What the Exercise Actually Trained Against
CCDCOE Director Mart Noorma told reporters that this year's scenarios deliberately leaned into AI-driven attacks and disinformation injects. The exercise included APT-grade intrusions, defacements and influence operations layered on top of conventional network defence — a fair reflection of how Russian and Belarusian operators have actually behaved against Ukrainian targets. Defending an e-voting environment matters less because anyone will deploy one tomorrow and more because the architecture (identity, transport, ballot integrity, audit log) mirrors banking, registry and benefits systems that real states do run.
Top honours went to a Latvia-Singapore coalition, with a Germany-Austria-Luxembourg-Switzerland team second and a France-Sweden pairing third. The Ukraine-Romania-Moldova team did not place on the podium; what matters for policy is participation in the doctrine pipeline, not the scoreboard.
The Steelman for Mandates — and Why Operational Cooperation Beats Them
There is a serious case for the EU and member-state approach of tightening rules around critical-infrastructure cybersecurity. The NIS2 Directive's expanded sectoral scope, the Cyber Resilience Act's product-security baseline and Ukraine's own draft Cyber Forces statute share a common assumption: voluntary maturity is uneven, attackers move faster than markets, and a regulatory floor — incident reporting, supply-chain due diligence, certified components — is the only way to lift the laggards. The empirical case is not weak. When unpatched VPNs and exposed RDP keep showing up as initial-access vectors, "let the market sort it" is a hard position to defend.
But Locked Shields 2026 is a useful reminder that paper compliance is not the same as capability. The defenders who actually moved Ukraine's grid back online in December 2023, or who blunted last year's wave of GRU-linked intrusions on telecoms, did not do it because a directive told them to file a report within 72 hours. They did it because they had drilled against real adversaries with allies. A proportionate policy posture would prioritise the cheaper, lighter-touch interventions that produce that kind of operator: funded exchange programmes, classified intel sharing with civilian CERTs, certified ranges accessible to private-sector defenders, and joint-team slots like the one Romania extended to Ukraine and Moldova this month.

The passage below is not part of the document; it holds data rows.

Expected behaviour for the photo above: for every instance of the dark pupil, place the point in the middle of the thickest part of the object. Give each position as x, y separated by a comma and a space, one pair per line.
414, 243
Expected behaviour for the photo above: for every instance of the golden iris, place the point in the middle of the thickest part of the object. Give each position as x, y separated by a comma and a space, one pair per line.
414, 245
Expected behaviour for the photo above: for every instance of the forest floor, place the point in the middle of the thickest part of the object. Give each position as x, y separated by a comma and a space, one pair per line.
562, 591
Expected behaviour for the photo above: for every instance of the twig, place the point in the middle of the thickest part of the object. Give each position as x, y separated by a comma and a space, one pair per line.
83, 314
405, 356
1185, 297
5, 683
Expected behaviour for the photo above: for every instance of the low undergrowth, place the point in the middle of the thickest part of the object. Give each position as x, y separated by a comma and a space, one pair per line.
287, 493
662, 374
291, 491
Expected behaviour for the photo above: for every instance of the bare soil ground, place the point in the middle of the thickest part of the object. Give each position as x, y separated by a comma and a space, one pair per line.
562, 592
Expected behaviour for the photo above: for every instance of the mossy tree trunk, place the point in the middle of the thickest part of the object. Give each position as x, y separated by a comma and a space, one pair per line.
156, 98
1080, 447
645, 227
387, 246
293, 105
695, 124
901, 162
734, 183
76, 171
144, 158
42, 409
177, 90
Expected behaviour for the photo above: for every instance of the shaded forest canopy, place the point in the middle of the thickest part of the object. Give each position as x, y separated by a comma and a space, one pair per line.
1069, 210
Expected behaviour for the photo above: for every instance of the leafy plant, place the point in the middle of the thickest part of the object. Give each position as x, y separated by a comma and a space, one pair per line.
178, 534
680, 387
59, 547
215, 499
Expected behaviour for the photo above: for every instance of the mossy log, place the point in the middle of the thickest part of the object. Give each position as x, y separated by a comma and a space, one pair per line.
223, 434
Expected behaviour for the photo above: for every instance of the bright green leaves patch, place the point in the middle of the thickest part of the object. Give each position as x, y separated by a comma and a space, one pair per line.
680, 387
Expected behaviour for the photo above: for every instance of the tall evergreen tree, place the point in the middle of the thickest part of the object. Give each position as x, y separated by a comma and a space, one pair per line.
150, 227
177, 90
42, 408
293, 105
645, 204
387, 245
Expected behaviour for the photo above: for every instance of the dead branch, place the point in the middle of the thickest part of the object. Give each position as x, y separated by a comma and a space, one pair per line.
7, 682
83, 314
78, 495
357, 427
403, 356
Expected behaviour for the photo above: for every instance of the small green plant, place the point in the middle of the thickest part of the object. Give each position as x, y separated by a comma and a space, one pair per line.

The risk of over-correcting toward mandates is twofold. First, scarce defender attention gets diverted from threat-hunting to paperwork — a tax that falls hardest on small operators and SMEs. Second, "cyber resilience" too often becomes a flag of convenience for content controls, mandatory backdoors or data-localisation rules that have nothing to do with hardening a substation. Ukraine has so far resisted that drift; its draft Cyber Forces bill, which the Verkhovna Rada backed in first reading on 9 October 2025, is narrowly framed around military cyber operations and NATO interoperability rather than peacetime surveillance authority.
What to Watch
The second reading of Ukraine's Cyber Forces law, the next SSSCIP semi-annual report, and CCDCOE's published lessons-learned from Locked Shields 2026 will together signal whether allied cyber policy is genuinely consolidating around operator-led resilience — or sliding back into the comfort of mandates that look decisive on paper but do not, by themselves, defend a grid.